O mais fácil é, ao vermos pessoas existirem à nossa volta, não lhes franquearmos presença real dentro de nós. Nessa medida, vivemos no meio de pessoas que nem pessoas chegam a ser, tornadas meras figurantes de um filme que se resume a nós mesmos. Já pensámos em todas as pessoas que, tendo existido, nunca se permitiram viver acompanhadas por outras que povoavam as circunstâncias do seu dia-a-dia? Deus nos livre de sermos essa gente. Afinal, o mundo está cheio de pessoas órfãs de pessoas, acompanhadas cá fora mas sozinhas lá dentro.

A nossa tendência é acharmos que sabemos alguma coisa quando, sozinhos nos nossos pensamentos, averiguamos se eles se adequam ou não à realidade externa. Mas a provocação de Levinas era afiada: nós só sabemos alguma coisa quando somos precisamente impedidos de ficarmos sozinhos, seja com pensamentos mais certos ou mais errados — a experiência do conhecimento é uma outra pessoa que se atravessa e nos impede de nos pensarmos sozinhos.

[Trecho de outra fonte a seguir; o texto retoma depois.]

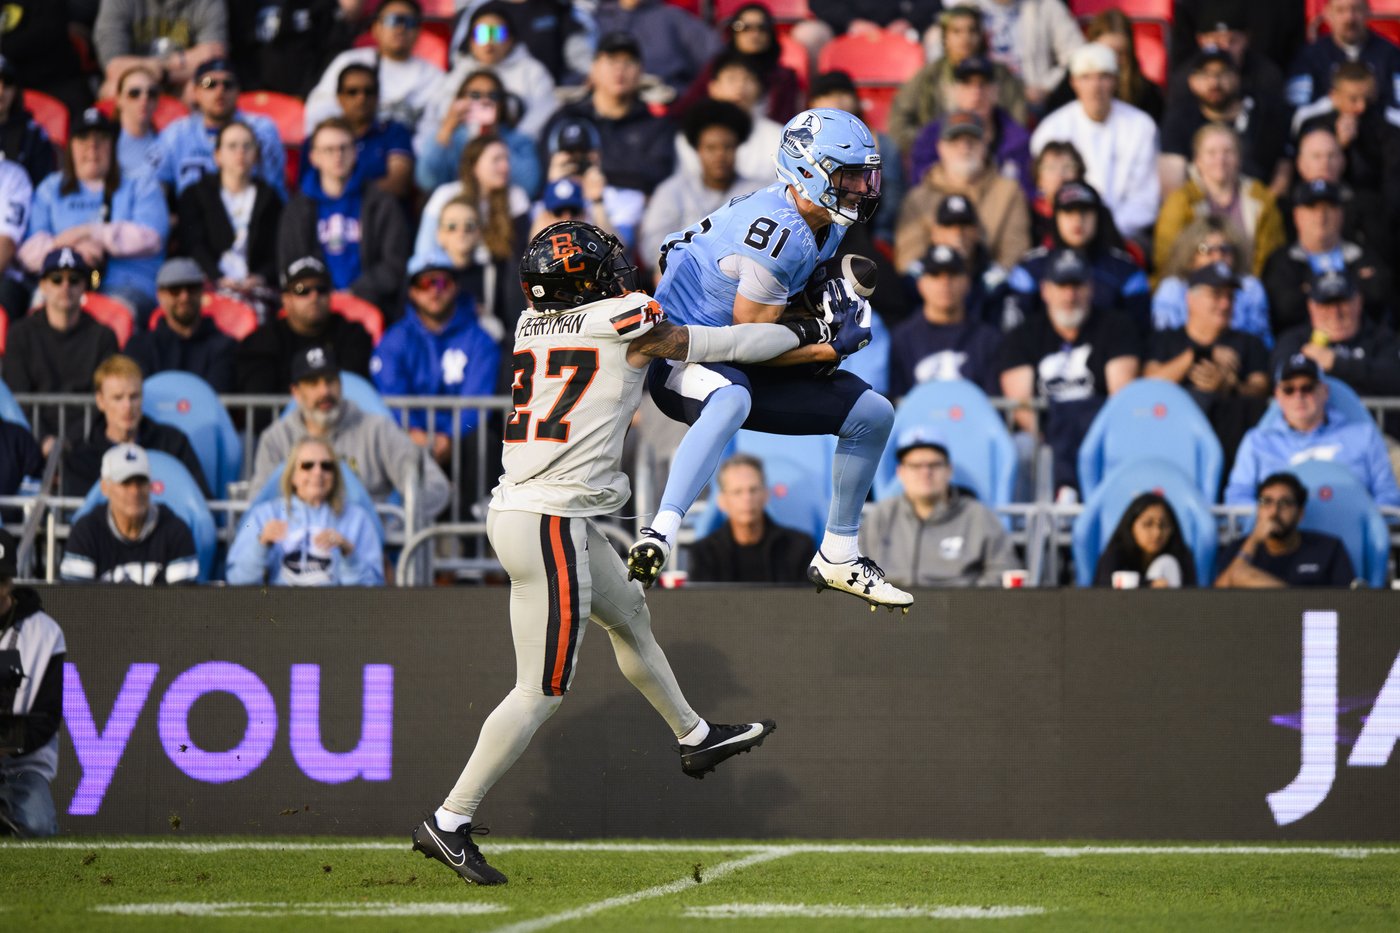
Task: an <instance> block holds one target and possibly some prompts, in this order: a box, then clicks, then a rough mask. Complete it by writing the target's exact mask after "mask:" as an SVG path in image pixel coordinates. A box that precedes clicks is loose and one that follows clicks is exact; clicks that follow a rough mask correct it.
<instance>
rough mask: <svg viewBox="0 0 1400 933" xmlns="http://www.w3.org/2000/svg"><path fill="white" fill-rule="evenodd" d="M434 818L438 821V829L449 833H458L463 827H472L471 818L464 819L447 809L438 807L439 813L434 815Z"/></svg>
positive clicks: (433, 815)
mask: <svg viewBox="0 0 1400 933" xmlns="http://www.w3.org/2000/svg"><path fill="white" fill-rule="evenodd" d="M433 818H434V820H437V824H438V829H447V831H448V832H456V831H458V829H461V828H462V827H469V825H472V818H470V817H463V815H462V814H459V813H452V811H451V810H448V808H447V807H438V808H437V813H435V814H433Z"/></svg>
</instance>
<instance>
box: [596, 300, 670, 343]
mask: <svg viewBox="0 0 1400 933" xmlns="http://www.w3.org/2000/svg"><path fill="white" fill-rule="evenodd" d="M665 319H666V312H665V311H662V310H661V305H659V304H657V300H655V298H652V297H651V296H650V294H647V293H644V291H637V293H634V294H629V296H623V297H622V298H613V300H610V301H599V303H598V304H596V305H595V307H594V308H592V310H591V311H589V312H588V317H587V318H585V319H584V336H589V338H594V339H596V340H616V342H619V343H630V342H631V340H636V339H637V338H640V336H641V335H643V333H645V332H647V331H650V329H651V328H654V326H657V325H658V324H661V322H662V321H665Z"/></svg>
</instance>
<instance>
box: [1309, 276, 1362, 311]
mask: <svg viewBox="0 0 1400 933" xmlns="http://www.w3.org/2000/svg"><path fill="white" fill-rule="evenodd" d="M1354 294H1357V280H1355V279H1354V277H1352V276H1351V273H1350V272H1347V270H1340V272H1338V270H1337V269H1327V270H1326V272H1320V273H1313V276H1312V279H1310V280H1309V282H1308V300H1309V301H1316V303H1317V304H1334V303H1337V301H1345V300H1347V298H1350V297H1352V296H1354Z"/></svg>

É esse o tal encontro com o outro de “O” grande, o desafio da alteridade (uma palavra que, confesso, acho irritante).

Logo, podemos perfeitamente ser impostores que, exibindo uma suposta sabedoria, permanecemos fechados à existência dos outros à nossa volta — no fundo, a denúncia de que todo o conhecimento em que pavoneamos se resume a uma fachada. Daí todos conhecermos alegados cérebros que, por impressionantes que pareçam, revelam uma insensibilidade total em relação à existência da diferença radical que nos é trazida pelos outros. O teste da vida inteligente que nos cabe não é a quantificação do que pensamos, é a quantificação das pessoas que nos cercam. Uma pessoa que consegue admitir que existe pelo menos mais uma além dela já é mais inteligente do que aquela que, ainda que nobelizada no seu raciocínio, é insensível aos outros. O milagre da ciência não é 130 no Q.I., é pelo menos duas pessoas no coração de alguém.

Nós, que não nasceríamos sem que outros fossem a origem do nosso nascimento, somos especialistas em nos esquecermos deles. Eu, que precisei de um pai e de uma mãe, sou versadíssimo em me tornar um mau filho. Se a velha doutrina do pecado original também não passar pela naturalidade com que filhos de pais vivos se tornam naturalmente em pessoas órfãs de pessoas, vai passar pelo quê? A filosofia de Emmanuel Levinas estava cheia de religião, algum daqueles críticos mais cínicos pode dizer. Diria que estava apenas consciente de que o início da verdadeira inteligência é confrontar o nosso isolamento.